What do you want?
When was the last time you asked yourself that?
Did you allow yourself to hear the answer, or did you hide from the question before your mind was even done asking it?
At Newfangled, we work with marketing agencies of all sizes, and I interact with many agency owners who, like me, are entrepreneurs. I’ve come to believe that, as entrepreneurs, asking ourselves what we want, professionally speaking, is not only not a selfish act, but perhaps the single most necessary question we can ask ourselves.
Typically, though, it goes unasked and unanswered.
Remember Your Purpose
We entrepreneurs got into business for a reason. We had a vision, a dream. Then we started doing things, business things…acquiring employees, clients, stuff, expenses, habits, and assumptions.
A great deal of creative energy goes into initially building a business, but once we get to a certain level of success, most of us become complacent. We don’t want to go back to the scary space of not knowing exactly what tomorrow looks like. What we tend to forget, though, is that that space wasn’t just scary; it was fun. It was also necessary.
Once we find success, the tendency is to cling to it. We don’t own it; it owns us. It tells us what is possible and what is not. It tells us what is OK to want, to dream about, and not. It becomes our fence.
But we’re entrepreneurs. That’s why we did this in the first place. For us, there are no fences, or at least there weren’t, once, maybe quite a while ago.
We help our clients market their firms in the most efficient way possible. That’s our mission. Even though we’ve changed drastically over the past 21 years, that thread has always been there. It’s taken a lot of work, fear-facing, and risk-taking to see what that really means, and to redefine our business to get as close to that as possible. I’m under no illusion that we’re done. It’s my hope that we never get anywhere close to ‘done.’ Done is a fallacy. ‘Done’ is a lie we tell ourselves as we watch our creativity, ambition, and vision die so slowly we don’t even notice.
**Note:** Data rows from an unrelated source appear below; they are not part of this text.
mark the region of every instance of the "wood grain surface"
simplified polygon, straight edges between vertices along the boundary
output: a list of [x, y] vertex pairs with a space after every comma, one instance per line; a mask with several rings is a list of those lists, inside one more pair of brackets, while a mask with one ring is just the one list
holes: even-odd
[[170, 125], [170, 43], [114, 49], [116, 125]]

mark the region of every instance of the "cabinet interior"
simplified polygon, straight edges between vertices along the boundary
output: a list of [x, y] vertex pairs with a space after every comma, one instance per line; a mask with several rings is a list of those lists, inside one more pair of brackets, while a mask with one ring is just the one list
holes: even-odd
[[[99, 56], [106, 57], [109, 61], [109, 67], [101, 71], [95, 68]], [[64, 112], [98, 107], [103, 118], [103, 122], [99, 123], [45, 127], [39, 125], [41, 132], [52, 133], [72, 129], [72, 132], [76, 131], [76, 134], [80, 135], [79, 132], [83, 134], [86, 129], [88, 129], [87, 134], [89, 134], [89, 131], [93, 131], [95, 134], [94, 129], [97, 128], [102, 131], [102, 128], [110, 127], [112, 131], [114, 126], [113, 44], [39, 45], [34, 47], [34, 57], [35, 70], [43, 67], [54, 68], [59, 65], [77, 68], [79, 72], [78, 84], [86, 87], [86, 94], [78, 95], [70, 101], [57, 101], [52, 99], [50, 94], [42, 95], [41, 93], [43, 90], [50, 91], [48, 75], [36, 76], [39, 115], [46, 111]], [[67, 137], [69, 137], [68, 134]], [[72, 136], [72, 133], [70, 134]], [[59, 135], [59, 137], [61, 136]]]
Because we focus on helping marketers better market themselves, we’ve had a lot of time to become deeply acquainted with the fundamental nature of marketing. Here it is:
Marketing is the endless belief in and the pursuit of a better future.
In order for marketing to work for you, though, you have to think about the future. You have to think about what you want.
Marketing is the endless belief in and the pursuit of a better future.
Forget About the Fence
One of the most undervalued necessary components of growth is forgetfulness. To properly envision your firm’s best future, you need to forget your present. All those things I mentioned that we start collecting when we start (or buy) our businesses, they’re each slats in the fence we build around ourselves. We need to forget about the fence.
So many entrepreneurs end up selling, shutting down, or slowly dying inside their businesses because of the fence. They let the fence of the present dictate their future, and therefore the future is dead. It’s the same as the present.
Consider trying this on. Try forgetting about your fence. Give your mind an experimental, commitment-free, playful momentary holiday and ask yourself: ‘A year from now, what kind of work should my firm be doing? Who should we really be working with? Doing what, exactly?’
Asking those questions, unencumbered by fear (this will take practice), is the first step to recommitting to a vibrant entrepreneurial life. It’s also the first step to becoming an incredibly effective marketing organization.
Why not consider becoming the entrepreneur you once were, this time for good? Why not put yourself in the position of permanently envisioning a better future for your firm? Forget about the fence. Reestablish your relationship to your own marketing so that it can be the only thing it was ever meant to be: a means to making the better future you’re constantly envisioning a constant reality.